What should my budget be?

At the forefront of any founder's mind is cost. How much should founders reasonably expect to spend in the early days? In true lawyerly fashion, Liu says of course the answer will depend on the nuances of the company and the market, but some ballpark figures are good to know.

"Law firms bill by the hour, so anticipate initial setup tasks like incorporation as an upfront cost. For example, it will likely take a few hours for incorporation, but privacy policy and terms of service could take longer," Liu says. "Or maybe you want employment contracts done as well, so tack on some more time too. Ultimately, make sure you understand the rates for partners and associates. Partner rates at large law firms typically can exceed $1K an hour. Some firms will provide fee deferral options with caps at around $10-25K until the startup receives their first round of financing or ~$1M raised, but know that this just means they'll collect at a later time."

"If budget is a real concern, you can utilize an online tool like Clerky to do your incorporation paperwork for you. Once you have more complex corporate needs, that's when you'll need to go to a law firm to get more customized advice." As for ongoing needs, you can work with your law firm to allocate a small monthly retainer based on your current stage and finances.

One of the easiest hacks Liu implores all her founders to ask for is a discount upfront. "Most law firms offer a 'friends and family' discount of at least 10-15%, so don't be shy to ask for this right away," she says. "You can also ask for a flat fee around specific projects, such as developing your terms of service, privacy policy, and employment agreements so that you can have better predictability around your legal expenses."

Irene Liu, founder of Hypergrowth GC

100-person mark: Start thinking about building out your in-house team

The dream for any venture-backed founder is to open up their dashboards and see hockey-stick growth for all their KPIs. And if that is the lucky reality for your company, the headcount ticker is likely to follow a similar up-and-to-the-right trajectory. At this stage, hiring for back office functions (like finance, HR and legal) will quickly become more top of mind. 

Liu usually sees this transition happen when companies have anywhere from 50 to 100 team members. “This is the turning point where most companies start transitioning from scrappy startup to setting foundations for a much larger business,” Liu says. “You can also think of this as roughly Series C and beyond.” 

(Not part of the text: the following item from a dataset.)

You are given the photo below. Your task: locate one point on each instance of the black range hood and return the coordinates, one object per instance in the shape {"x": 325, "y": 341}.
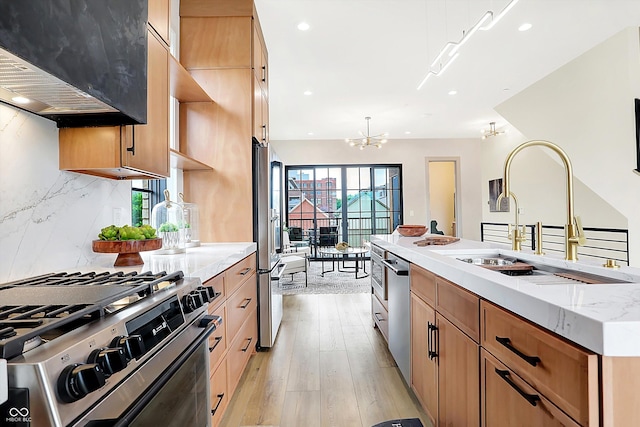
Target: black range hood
{"x": 77, "y": 62}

But operating a company in this phase is like fumbling through the awkward hallways of middle school. You are going through a growth spurt, growing out of everything from the early days —  outside counsel included. But you’re not quite ready for a full-blown General Counsel or robust legal team. There’s a third option here, Liu says. And that’s to consider more fractional help, such as hiring commercial contract counsel. 

“I’ve seen plenty of founders and CFOs struggle to work with outside counsel when companies reach this new growth stage,” she says. “Outside counsel rarely understands their business to the degree founders want, and law firms by nature are far too conservative in their advice. The result is that founders get overwhelmed with too many options to solve their problems.” 

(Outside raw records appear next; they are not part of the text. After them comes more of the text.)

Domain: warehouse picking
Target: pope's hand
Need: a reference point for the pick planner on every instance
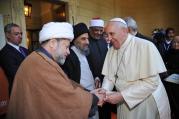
(113, 97)
(101, 94)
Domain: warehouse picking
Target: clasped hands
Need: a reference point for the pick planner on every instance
(112, 97)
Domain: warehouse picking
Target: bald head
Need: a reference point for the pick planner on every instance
(116, 30)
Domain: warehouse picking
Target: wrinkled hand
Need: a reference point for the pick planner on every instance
(97, 83)
(101, 94)
(113, 97)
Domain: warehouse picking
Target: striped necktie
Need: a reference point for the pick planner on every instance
(22, 51)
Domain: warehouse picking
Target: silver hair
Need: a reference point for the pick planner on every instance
(131, 23)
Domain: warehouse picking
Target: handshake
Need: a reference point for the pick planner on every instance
(112, 97)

It’s really common around this mark for founders to believe their outside counsel is underperforming when in reality, their company’s needs have simply evolved beyond what outside help can provide.

Liu says you can think of this hire as hiring an IC product manager instead of a Chief Product Officer. “These are typically more junior attorneys with about five to seven years of experience and their sole job is to work on contracts,” she says. Their status is also generally flexible. Commercial contract lawyers can be brought on full-time and dedicated to just contracts, or you can potentially find fractional help and affordable outside commercial lawyers for about $250 an hour. 

And just like hiring any mid-career level hire, this person has the potential to rise through the ranks and grow into your VP or Head of Legal one day. “Trialing them as commercial counsel is an excellent way to incubate a lawyer to startup life, all while staying cost-efficient.” 

In Liu’s experience, there’s a pretty good chance that the majority of legal needs for a startup of this size will revolve around drawing up sales contracts. “Revenue will be the highest priority for a business at this size,” Liu says. “So the less friction you can put on the sales process, particularly with your agreements, the better. It’s better for your top line to bring on a dedicated lawyer who can fine-tune terms of service, master services agreement and commercial playbooks for your sales teams that allow your customers to sign the deal faster.”

If your company is in a highly-regulated space, such as fintech, health tech, or cryptocurrency, or if contracts aren’t the only legal area you are looking for guidance on, Liu says there’s nothing wrong with investing in-house earlier on. Liu’s last tidbit of advice for founders in this phase to consider is a bit of an upfront investment early on in an ops system. “Two fundamental systems that you want to put into place early on are a legal billing system to track all the law firm bills and a contract management system to track sales and vendor contracts,” Liu says. While investing in this upfront is not cheap, staying organized and on top of both of these processes will save you money in the long run.” 

It’s around this stage too, where there should be a compelling enough reason to get any founder to think twice about fractional or outside legal counsel: saving money on the exorbitant legal fees.

“Any company I’ve gone into, the legal bills are always incredibly high,” Liu says. “Bringing someone in-house could end up saving you thousands in legal fees, and the right person can do the work in-house or bring more boutique, cost-effective legal solutions.”  

Without any oversight on the inside, many companies end up getting over-charged, with founders assuming that’s just the cost of doing business.

When building the function from scratch, you will likely want to hire someone as senior as possible who still has room to grow, Liu says. This will be a Head of Legal — VP or Director level. 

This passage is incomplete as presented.